Ma il film del regista Matt Reeves, va oltre tutto questo: Ape Revolution racconta l’inizio della guerra, dei conflitti tra scimmie e umani, non distribuendo con scontata chiarezza le etichette di “giusta” e “ingiusta” tra le due “fazioni”, ma ponendo la paura per la propria sopravvivenza, le debolezze umane, l’odio e il pregiudizio, come antagonisti principali e vera miccia esplosiva di ogni sorta di conflitto. Qualcosa che può colpire chiunque, a prescindere dalla specie di appartenenza. Pur considerando il generale buonismo del film e qualche sviluppo leggermente pretestuoso o telefonato, l’evolversi della trama spesso spiazza, e le pedine in campo si mischiano, cosicché non importa più chi ha ragione e solo la personalità di ogni individuo, animale o umano che sia, fa la differenza. Visivamente il film è davvero spettacolare, gli effetti speciali sono superiori a quelli del primo capitolo e gli scimpanzé risultano talmente definiti e ben realizzati da sembrare, se non veri, almeno “tangibili”. Non solo Cesare, ma anche le altre scimmie sono state realizzate con tocchi espressivi e lineamenti assolutamente caratterizzanti e personali: ognuna di loro è sempre ben riconoscibile seppur cosi simile ai propri compagni. La regia seppur firmata diversamente rispetto al primo film, non delude le aspettative: in molti momenti in cui l’azione è completamente protagonista, trattiene il focus su dettagli e punti di vista individuali, piuttosto che lasciarci volare neutrali e distaccati sul campo di battaglia, anche nelle scene più popolate e caotiche.

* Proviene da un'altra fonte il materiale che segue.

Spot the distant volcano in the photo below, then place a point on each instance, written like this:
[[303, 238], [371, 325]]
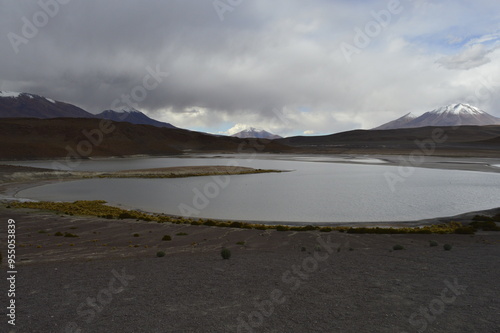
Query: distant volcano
[[25, 105], [132, 116]]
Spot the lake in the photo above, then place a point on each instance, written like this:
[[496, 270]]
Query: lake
[[317, 189]]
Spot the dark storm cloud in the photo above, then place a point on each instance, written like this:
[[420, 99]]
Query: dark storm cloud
[[262, 57]]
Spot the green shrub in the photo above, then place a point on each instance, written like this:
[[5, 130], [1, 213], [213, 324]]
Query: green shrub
[[485, 225], [465, 230], [225, 253], [482, 218], [210, 223], [236, 224]]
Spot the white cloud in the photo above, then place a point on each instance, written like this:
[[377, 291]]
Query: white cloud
[[266, 56], [471, 57]]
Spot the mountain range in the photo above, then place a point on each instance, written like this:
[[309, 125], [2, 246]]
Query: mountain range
[[24, 105], [450, 115], [253, 132], [132, 116]]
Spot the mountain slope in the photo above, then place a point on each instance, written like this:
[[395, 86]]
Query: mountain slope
[[24, 105], [132, 116], [398, 123], [455, 115], [28, 138], [252, 132]]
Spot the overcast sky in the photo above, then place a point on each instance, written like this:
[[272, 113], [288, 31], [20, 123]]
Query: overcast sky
[[289, 66]]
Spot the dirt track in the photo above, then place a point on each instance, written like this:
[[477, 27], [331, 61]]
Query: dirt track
[[274, 282]]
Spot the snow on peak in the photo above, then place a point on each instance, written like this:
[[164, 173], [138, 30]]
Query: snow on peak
[[410, 115], [128, 110], [458, 109], [9, 94]]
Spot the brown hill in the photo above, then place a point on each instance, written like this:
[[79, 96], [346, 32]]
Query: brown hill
[[468, 138], [28, 138]]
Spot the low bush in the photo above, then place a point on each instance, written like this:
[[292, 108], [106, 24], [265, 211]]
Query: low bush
[[282, 228], [465, 230], [210, 223], [125, 215], [225, 253], [485, 225]]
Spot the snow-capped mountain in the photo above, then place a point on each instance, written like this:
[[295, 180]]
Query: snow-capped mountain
[[450, 115], [256, 133], [398, 123], [132, 116], [24, 105]]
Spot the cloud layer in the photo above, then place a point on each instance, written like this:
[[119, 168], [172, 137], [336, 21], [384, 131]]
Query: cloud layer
[[278, 65]]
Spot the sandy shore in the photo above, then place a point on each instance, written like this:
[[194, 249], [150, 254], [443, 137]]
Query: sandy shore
[[108, 279]]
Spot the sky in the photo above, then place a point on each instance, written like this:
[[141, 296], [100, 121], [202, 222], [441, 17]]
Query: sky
[[291, 67]]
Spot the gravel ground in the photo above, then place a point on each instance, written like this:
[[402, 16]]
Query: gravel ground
[[107, 280]]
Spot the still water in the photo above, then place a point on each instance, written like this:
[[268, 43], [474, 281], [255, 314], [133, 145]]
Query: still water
[[317, 189]]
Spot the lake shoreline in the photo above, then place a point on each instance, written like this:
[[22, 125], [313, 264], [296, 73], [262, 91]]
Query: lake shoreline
[[340, 281], [28, 177]]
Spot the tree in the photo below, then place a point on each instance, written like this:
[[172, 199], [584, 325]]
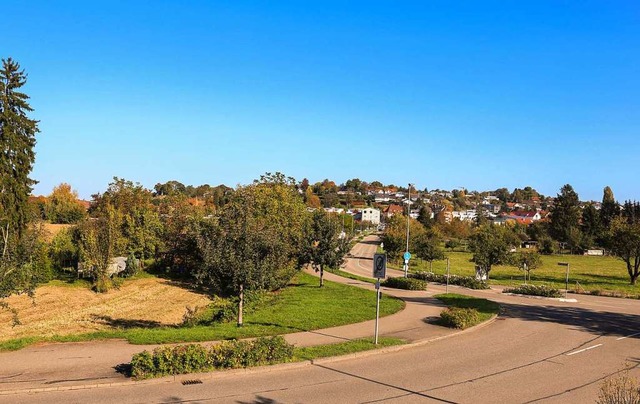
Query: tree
[[624, 242], [610, 209], [255, 242], [526, 261], [565, 215], [395, 235], [99, 241], [490, 246], [63, 206], [323, 247], [139, 222], [17, 142], [428, 247]]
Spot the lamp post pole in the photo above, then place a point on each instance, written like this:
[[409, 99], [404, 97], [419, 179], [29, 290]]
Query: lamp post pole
[[406, 261]]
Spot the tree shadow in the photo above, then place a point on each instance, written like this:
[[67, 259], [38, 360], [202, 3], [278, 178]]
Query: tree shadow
[[127, 323], [259, 400], [595, 322], [124, 369]]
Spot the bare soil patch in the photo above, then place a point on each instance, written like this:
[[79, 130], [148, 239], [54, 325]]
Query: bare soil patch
[[60, 310]]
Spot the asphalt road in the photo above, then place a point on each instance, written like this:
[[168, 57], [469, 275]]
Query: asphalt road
[[538, 351]]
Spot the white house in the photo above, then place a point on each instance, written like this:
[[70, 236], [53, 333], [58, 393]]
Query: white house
[[371, 215]]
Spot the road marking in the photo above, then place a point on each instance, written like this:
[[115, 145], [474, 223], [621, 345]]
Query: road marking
[[582, 350], [632, 335]]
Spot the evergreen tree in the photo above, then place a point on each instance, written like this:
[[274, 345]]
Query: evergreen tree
[[565, 215], [609, 209], [17, 141]]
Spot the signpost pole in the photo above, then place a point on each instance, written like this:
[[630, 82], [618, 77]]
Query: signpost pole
[[566, 280], [379, 271], [377, 309], [447, 289]]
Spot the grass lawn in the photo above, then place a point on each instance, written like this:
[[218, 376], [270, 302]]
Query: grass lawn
[[485, 307], [592, 273], [343, 348], [302, 306]]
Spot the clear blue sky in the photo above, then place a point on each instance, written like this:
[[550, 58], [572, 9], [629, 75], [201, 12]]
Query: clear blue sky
[[474, 94]]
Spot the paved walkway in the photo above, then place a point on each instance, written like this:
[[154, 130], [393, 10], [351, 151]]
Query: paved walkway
[[97, 362]]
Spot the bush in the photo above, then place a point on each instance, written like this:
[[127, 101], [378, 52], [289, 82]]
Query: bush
[[464, 281], [533, 290], [457, 317], [619, 390], [405, 283], [181, 359]]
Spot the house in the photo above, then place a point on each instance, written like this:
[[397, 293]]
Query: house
[[392, 210], [370, 215]]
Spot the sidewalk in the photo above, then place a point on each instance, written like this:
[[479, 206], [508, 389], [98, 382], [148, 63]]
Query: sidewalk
[[94, 363]]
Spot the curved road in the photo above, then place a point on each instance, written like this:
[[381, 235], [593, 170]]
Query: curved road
[[537, 351]]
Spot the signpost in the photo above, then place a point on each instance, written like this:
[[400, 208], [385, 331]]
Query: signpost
[[566, 282], [407, 257], [379, 271]]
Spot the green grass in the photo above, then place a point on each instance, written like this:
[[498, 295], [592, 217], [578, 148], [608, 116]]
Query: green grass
[[485, 307], [592, 273], [302, 306], [343, 348]]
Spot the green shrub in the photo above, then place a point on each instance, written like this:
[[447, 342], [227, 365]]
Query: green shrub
[[458, 317], [464, 281], [181, 359], [534, 290], [405, 283]]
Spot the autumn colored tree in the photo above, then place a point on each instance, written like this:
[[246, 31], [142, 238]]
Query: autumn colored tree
[[255, 242]]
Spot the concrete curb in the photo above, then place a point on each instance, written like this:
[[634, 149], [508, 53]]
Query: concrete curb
[[259, 369]]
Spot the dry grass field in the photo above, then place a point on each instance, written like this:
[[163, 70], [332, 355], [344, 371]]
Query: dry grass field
[[63, 310]]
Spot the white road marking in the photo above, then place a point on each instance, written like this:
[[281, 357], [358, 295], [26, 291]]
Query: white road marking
[[582, 350], [632, 335]]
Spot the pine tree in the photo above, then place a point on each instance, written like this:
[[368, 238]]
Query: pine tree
[[18, 266], [609, 209], [17, 140], [565, 215]]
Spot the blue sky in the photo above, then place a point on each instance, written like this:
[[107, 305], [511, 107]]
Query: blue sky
[[473, 94]]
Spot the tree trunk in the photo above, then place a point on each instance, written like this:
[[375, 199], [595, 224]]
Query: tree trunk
[[240, 305]]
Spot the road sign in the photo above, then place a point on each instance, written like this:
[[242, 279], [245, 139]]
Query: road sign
[[379, 265]]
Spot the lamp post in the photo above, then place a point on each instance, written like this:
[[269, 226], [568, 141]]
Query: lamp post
[[566, 281], [406, 261]]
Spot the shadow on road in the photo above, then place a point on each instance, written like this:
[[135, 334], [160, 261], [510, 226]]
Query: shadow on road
[[596, 322]]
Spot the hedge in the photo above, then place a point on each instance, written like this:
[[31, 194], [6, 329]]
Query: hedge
[[533, 290], [464, 281], [458, 317], [405, 283], [181, 359]]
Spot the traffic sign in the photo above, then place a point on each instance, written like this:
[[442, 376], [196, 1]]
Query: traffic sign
[[379, 265]]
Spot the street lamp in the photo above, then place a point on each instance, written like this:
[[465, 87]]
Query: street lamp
[[407, 255], [566, 281]]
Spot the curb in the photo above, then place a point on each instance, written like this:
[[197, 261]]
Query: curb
[[259, 369]]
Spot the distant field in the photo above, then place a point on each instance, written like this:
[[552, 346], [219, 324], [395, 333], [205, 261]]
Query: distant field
[[592, 273]]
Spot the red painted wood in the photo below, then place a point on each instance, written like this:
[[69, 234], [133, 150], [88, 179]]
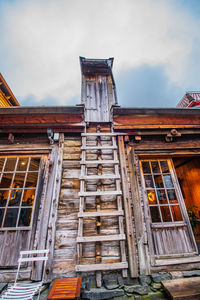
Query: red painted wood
[[66, 288]]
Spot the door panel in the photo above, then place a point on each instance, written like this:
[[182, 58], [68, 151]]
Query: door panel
[[171, 232]]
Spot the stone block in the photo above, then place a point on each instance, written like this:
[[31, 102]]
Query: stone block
[[101, 293], [158, 277]]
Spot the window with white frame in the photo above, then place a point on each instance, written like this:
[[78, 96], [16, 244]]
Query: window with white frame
[[18, 184]]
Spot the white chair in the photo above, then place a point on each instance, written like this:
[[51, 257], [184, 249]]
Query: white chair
[[26, 291]]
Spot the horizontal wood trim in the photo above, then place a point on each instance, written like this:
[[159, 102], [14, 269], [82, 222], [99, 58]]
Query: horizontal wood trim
[[101, 238], [101, 214], [177, 261], [101, 267], [100, 193]]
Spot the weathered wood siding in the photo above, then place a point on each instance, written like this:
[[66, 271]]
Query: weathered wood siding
[[68, 207]]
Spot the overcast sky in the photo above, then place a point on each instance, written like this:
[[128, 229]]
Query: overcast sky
[[155, 45]]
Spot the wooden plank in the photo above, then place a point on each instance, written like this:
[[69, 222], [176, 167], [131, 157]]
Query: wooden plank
[[102, 134], [133, 265], [177, 261], [98, 177], [51, 236], [101, 238], [182, 288], [99, 162], [101, 267], [137, 211], [101, 214], [98, 147], [100, 193]]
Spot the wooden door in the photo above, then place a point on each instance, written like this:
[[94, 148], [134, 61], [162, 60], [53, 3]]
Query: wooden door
[[170, 232]]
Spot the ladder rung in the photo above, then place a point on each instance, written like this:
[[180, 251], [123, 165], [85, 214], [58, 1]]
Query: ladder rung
[[102, 134], [99, 193], [98, 147], [101, 238], [100, 214], [101, 267], [100, 161], [97, 177]]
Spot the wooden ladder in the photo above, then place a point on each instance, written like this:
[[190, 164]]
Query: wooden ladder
[[119, 213]]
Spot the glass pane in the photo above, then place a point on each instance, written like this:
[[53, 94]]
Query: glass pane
[[22, 164], [155, 214], [25, 217], [148, 181], [10, 164], [172, 196], [28, 198], [1, 216], [158, 181], [164, 166], [19, 180], [31, 180], [155, 167], [34, 164], [11, 217], [3, 197], [161, 196], [165, 213], [15, 197], [6, 180], [168, 181], [151, 195], [1, 163], [176, 212], [146, 167]]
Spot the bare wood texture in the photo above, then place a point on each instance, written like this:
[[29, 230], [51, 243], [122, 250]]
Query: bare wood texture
[[137, 212], [182, 288], [128, 212], [50, 244]]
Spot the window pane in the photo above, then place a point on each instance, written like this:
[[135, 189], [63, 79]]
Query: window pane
[[146, 167], [148, 181], [22, 164], [11, 217], [164, 166], [168, 181], [31, 180], [158, 181], [19, 180], [34, 164], [6, 180], [155, 167], [25, 217], [28, 198], [3, 197], [1, 163], [155, 214], [151, 195], [162, 196], [10, 164], [172, 196], [1, 216], [15, 197], [176, 212], [165, 213]]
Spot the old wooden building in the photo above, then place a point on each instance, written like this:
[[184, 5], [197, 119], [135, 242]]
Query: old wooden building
[[105, 188]]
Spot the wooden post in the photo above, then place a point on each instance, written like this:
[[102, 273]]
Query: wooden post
[[137, 212], [133, 265], [51, 235]]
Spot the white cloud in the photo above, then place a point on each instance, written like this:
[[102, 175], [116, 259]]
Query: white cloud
[[45, 38]]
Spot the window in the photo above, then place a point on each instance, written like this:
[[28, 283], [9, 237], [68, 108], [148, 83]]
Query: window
[[160, 191], [18, 184]]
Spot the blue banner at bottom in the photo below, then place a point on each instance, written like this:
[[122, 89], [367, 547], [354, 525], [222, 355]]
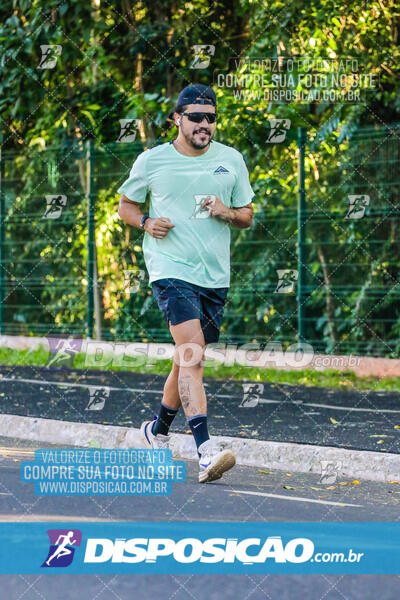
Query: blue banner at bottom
[[194, 547]]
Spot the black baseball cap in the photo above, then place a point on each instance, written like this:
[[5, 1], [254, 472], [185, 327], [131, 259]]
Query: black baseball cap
[[197, 93]]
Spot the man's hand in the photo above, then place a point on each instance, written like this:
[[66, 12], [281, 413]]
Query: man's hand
[[237, 217], [158, 228], [216, 208]]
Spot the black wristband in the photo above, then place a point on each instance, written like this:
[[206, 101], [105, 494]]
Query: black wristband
[[143, 220]]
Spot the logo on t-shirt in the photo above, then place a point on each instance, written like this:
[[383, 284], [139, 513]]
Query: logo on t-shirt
[[220, 169]]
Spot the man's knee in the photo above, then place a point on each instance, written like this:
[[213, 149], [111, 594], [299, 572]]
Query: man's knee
[[188, 355]]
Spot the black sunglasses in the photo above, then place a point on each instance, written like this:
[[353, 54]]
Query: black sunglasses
[[199, 116]]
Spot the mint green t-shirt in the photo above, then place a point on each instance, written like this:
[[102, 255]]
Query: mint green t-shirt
[[197, 249]]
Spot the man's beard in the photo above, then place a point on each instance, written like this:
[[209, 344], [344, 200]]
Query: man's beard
[[197, 144]]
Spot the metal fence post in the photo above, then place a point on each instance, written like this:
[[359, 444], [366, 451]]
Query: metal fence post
[[2, 246], [301, 234], [91, 236]]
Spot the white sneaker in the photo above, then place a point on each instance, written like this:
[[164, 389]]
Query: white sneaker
[[156, 442], [213, 466]]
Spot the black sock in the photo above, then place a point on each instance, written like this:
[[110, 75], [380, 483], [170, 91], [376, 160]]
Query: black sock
[[165, 417], [198, 425]]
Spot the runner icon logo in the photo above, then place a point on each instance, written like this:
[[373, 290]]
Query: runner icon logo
[[62, 547]]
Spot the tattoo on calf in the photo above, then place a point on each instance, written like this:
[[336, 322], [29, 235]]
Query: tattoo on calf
[[184, 391]]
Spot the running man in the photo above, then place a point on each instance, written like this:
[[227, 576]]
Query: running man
[[199, 189]]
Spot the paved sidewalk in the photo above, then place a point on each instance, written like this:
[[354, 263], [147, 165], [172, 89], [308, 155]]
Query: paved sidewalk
[[359, 420]]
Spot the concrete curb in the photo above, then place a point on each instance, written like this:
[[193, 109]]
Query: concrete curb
[[303, 458]]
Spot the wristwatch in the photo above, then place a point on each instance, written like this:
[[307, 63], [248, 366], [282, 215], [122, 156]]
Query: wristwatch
[[143, 220]]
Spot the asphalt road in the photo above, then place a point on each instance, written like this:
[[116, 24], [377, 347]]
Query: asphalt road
[[243, 494]]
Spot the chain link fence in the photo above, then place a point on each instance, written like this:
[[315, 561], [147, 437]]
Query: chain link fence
[[320, 264]]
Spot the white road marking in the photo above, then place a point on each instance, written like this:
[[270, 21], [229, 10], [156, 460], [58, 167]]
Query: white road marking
[[296, 498]]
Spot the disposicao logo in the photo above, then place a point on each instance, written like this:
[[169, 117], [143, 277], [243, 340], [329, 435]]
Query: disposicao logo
[[190, 550], [62, 547]]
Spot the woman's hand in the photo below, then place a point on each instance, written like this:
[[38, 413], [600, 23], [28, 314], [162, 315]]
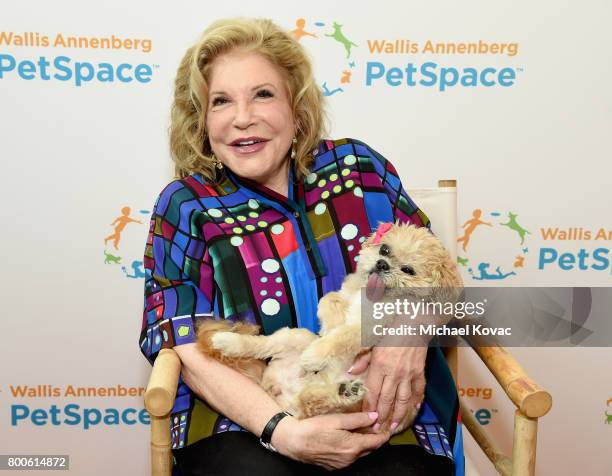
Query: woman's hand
[[328, 440], [396, 379]]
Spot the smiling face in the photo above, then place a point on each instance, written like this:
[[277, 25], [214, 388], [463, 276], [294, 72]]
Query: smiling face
[[249, 120]]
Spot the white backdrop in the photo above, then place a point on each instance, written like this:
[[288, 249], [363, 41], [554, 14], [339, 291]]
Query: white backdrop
[[74, 156]]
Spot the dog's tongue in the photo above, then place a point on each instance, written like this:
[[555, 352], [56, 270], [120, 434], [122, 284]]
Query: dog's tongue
[[375, 288]]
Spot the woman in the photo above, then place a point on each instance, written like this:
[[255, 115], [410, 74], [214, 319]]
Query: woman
[[264, 219]]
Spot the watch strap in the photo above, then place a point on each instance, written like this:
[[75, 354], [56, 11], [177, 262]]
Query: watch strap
[[266, 435]]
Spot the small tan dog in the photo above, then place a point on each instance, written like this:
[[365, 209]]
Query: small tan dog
[[307, 374]]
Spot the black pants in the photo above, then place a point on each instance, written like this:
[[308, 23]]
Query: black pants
[[238, 453]]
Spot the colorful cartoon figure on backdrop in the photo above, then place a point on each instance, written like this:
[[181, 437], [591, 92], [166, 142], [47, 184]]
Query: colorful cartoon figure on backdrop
[[469, 227], [339, 36], [514, 226], [111, 259], [482, 268], [136, 268], [299, 32], [120, 223]]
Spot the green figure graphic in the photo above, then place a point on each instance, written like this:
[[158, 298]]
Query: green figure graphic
[[514, 226], [111, 259], [462, 261], [339, 36]]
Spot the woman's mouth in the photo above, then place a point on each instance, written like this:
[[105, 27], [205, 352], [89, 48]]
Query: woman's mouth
[[248, 145]]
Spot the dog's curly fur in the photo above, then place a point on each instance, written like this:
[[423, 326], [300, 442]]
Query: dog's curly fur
[[307, 374]]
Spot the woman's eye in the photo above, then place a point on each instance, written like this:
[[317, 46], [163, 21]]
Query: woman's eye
[[408, 270], [219, 100], [264, 93]]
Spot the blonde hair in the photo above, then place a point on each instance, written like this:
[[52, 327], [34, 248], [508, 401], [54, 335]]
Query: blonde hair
[[189, 146]]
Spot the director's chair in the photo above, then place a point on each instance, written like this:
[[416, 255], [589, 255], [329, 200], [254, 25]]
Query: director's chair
[[531, 400]]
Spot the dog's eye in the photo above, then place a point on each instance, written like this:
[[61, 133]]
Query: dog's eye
[[408, 270]]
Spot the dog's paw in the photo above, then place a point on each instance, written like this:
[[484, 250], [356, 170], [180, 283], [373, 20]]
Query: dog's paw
[[352, 390], [227, 343]]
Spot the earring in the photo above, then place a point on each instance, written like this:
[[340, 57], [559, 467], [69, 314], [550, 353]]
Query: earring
[[293, 153], [217, 163]]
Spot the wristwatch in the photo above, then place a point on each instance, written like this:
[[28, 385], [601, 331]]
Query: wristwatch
[[266, 435]]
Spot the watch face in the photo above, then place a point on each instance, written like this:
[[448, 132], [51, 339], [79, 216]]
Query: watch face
[[268, 446]]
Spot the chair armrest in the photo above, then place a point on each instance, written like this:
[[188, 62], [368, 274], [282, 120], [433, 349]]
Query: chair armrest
[[531, 399], [163, 382]]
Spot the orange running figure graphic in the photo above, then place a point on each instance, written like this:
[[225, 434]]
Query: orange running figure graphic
[[299, 32], [470, 226], [121, 221]]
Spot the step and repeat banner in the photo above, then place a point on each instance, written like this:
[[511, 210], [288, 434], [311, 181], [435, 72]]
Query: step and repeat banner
[[511, 100]]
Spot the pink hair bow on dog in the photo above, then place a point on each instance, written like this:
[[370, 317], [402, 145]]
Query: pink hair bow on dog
[[381, 231]]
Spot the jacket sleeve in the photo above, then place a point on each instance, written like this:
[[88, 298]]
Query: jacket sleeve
[[179, 280], [403, 209]]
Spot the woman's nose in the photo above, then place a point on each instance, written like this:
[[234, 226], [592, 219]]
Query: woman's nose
[[244, 116]]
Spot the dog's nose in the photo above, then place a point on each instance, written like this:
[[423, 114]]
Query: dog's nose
[[382, 265]]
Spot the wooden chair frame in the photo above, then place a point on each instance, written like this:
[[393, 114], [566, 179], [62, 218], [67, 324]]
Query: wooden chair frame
[[531, 401]]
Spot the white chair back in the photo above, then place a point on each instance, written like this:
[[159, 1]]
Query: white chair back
[[440, 205]]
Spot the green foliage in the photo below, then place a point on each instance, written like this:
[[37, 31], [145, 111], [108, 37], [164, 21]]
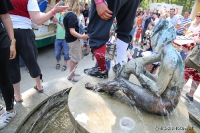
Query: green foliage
[[187, 4]]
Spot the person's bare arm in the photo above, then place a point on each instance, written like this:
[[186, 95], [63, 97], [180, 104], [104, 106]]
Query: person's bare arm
[[103, 11], [7, 23], [197, 39], [178, 26], [186, 25], [77, 35], [83, 21], [39, 18]]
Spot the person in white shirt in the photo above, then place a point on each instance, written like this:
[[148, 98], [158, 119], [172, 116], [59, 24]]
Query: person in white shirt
[[156, 18], [21, 17]]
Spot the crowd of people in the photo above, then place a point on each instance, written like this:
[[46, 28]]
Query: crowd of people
[[123, 19]]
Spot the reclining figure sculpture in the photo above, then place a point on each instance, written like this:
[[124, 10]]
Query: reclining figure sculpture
[[159, 95]]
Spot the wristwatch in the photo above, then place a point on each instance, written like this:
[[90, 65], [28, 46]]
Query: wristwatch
[[13, 40]]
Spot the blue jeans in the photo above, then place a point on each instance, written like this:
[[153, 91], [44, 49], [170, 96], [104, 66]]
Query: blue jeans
[[183, 55], [132, 32], [60, 44]]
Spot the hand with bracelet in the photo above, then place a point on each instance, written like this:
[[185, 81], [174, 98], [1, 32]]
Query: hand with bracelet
[[102, 9]]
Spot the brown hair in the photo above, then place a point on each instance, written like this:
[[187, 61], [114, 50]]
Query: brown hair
[[74, 6]]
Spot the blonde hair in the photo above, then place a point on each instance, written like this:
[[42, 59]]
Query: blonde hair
[[74, 6]]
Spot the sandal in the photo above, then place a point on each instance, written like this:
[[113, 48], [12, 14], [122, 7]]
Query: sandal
[[64, 68], [57, 66], [40, 91]]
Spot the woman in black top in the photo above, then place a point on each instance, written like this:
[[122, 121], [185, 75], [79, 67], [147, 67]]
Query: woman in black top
[[7, 51], [71, 36]]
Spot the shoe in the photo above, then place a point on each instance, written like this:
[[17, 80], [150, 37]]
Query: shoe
[[2, 110], [116, 68], [73, 79], [64, 68], [57, 66], [5, 118], [189, 97], [40, 91], [98, 74], [20, 101], [89, 69], [86, 54]]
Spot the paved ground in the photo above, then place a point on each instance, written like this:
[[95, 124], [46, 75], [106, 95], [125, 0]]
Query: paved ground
[[47, 64]]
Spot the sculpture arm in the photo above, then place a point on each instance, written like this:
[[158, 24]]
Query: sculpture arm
[[138, 64]]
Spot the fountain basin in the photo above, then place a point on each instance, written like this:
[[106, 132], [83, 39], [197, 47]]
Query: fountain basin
[[94, 112]]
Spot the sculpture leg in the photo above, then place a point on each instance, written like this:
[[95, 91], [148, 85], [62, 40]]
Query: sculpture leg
[[148, 101]]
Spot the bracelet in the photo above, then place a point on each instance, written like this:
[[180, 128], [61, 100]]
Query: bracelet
[[100, 2], [52, 12], [13, 40]]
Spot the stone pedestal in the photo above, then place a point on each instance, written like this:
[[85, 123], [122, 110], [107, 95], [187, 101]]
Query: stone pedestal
[[95, 112]]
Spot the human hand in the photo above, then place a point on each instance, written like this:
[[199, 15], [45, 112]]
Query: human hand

Chissà, potrebbe essere un retaggio dei lavori precedenti del regista, Cloverfield e Bloody Story? Quel che è certo, è che di battaglie, in fondo, non ce ne sono poi molte, e quando prendono il sopravvento sulla narrazione, il film ha già detto tutto quello che doveva dire, e a quel punto Reeves ci accompagna semplicemente verso la conclusione, con l’immancabile e catartico momento liberatorio, fatto di funamboliche scimmie incazzate e botti assortiti. Un po’ di sano spettacolo, che in fondo non guasta (quasi) mai, che serve a ridefinire un nuovo status quo e delle nuove priorità, alzando l’asticella della posta in gioco da cui ripartire e riuscendo nel tentativo di creare della fervida attesa per il capitolo finale della saga.